Because I am guided by this unshakeable knowing, it’s easy for me to do what I’ve got to do. (Okay, not always EASY, but you know what I mean.) The biggest lie the ego has me believe is “I don’t know”. Beyond the knowing is also a willingness to be on the outside, to not be understood, and to be okay with that. To have the knowing be enough
There’s no such thing as ready.
Try as you might to get every duck in a row, there will always be something you can do, adjust, tweak before it’s perfect. Start before you’re ready. Take the leap, the plunge, whatever other cliche I can throw your way. Don’t let not being ready stop you.
Let me be clear, this is not advice to be reckless. I’m not saying throw away your job with no savings and hope for the best, or gamble your rent money because you think today’s your day to win the lottery. I’m saying to not let perfection stop you from taking the first step.
Was a 3-day bus trip with only $500 the wisest way to start a move across the country? Hell no. But it was sadly, better than the alternative. When I started my aromatherapy business, I spent wayyyy too much money on making it perfect. I invested in professional packaging, heat and pressure seals, custom printing and so on. And now, years later, my cupboard is still full of packaging that never turned into product for sale. (I’m actually giving a ton away right now so I can close this chapter for good). You don’t need the perfect website, the expensive letterhead, and the high end coach to get started. I’ve witnessed SO MANY WOMEN hold off moving forward because they’re busy tweaking their fucking logos. Your clients don’t give a shit about your logo, they care about how you’re going to help. Don’t let your fear of failure or success, disguised as unreadiness, get in the way of helping your people.

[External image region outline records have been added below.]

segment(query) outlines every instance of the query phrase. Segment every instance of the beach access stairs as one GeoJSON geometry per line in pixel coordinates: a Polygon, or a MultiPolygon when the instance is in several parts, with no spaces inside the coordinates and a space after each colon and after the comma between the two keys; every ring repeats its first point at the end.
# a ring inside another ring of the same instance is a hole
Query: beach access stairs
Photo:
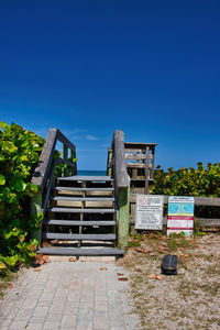
{"type": "Polygon", "coordinates": [[[107,175],[80,176],[76,146],[59,130],[50,129],[32,178],[38,187],[32,198],[32,216],[43,215],[40,228],[33,231],[40,242],[37,253],[123,256],[129,237],[130,189],[148,190],[155,145],[125,144],[123,132],[114,131],[107,175]],[[63,157],[57,156],[57,142],[63,144],[63,157]]]}

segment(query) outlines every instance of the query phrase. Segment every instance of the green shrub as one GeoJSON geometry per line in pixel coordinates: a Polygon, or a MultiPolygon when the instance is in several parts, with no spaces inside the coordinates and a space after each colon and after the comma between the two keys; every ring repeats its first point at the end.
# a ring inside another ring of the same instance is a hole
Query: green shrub
{"type": "Polygon", "coordinates": [[[0,273],[29,263],[37,241],[30,239],[41,215],[30,218],[30,198],[37,191],[31,177],[44,139],[22,127],[0,122],[0,273]]]}

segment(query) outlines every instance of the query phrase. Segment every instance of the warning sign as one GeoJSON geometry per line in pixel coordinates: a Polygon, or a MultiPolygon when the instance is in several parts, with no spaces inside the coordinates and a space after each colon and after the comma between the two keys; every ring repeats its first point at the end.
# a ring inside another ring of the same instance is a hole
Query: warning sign
{"type": "Polygon", "coordinates": [[[194,197],[170,196],[168,198],[167,235],[172,232],[194,232],[194,197]]]}
{"type": "Polygon", "coordinates": [[[163,196],[136,195],[135,229],[162,230],[163,196]]]}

You Are Good. You Are Worthy. You Are Deserving.
Full disclosure: this isn’t a lesson I’ve learned just over the last 19 years. I think worthiness is the biggest life lesson I’ve had for this entire lifetime. And some days I’ve learned it better than others, because I’m human, and life happens – we’re all works in progress.
There is nothing quite so vulnerable as starting a business. And if you don’t become an overnight success, there is nothing that will trigger feelings of unworthiness faster. It’s one of those things that’s so obvious on the outside, I saw it in my brain clients, and I see it in my coaching clients today, but when it’s you? When it’s YOUR feelings of unworthiness flaring up, it can be hard to be objective.
Your sales, your followers, your post engagement do not define you.
You are not any less worthy of love and joy if you don’t make the sale, land the big client, break records.
You are a child of the Divine, and that is more than enough to make you worthy and deserving. I promise.
There’s of course more I could add… 19 years is over half my life. There will be more in my book (due out sometime in the NEXT 19 years, hahaha), but this is it for now. From now until Monday, I’ll be spending time thinking about what I want to let go of to start this next chapter so fresh and so clean, clean. Then I’m gonna BURN it all down… cause fire’s my favourite way to transmute mucky mojo – especially on a full moon.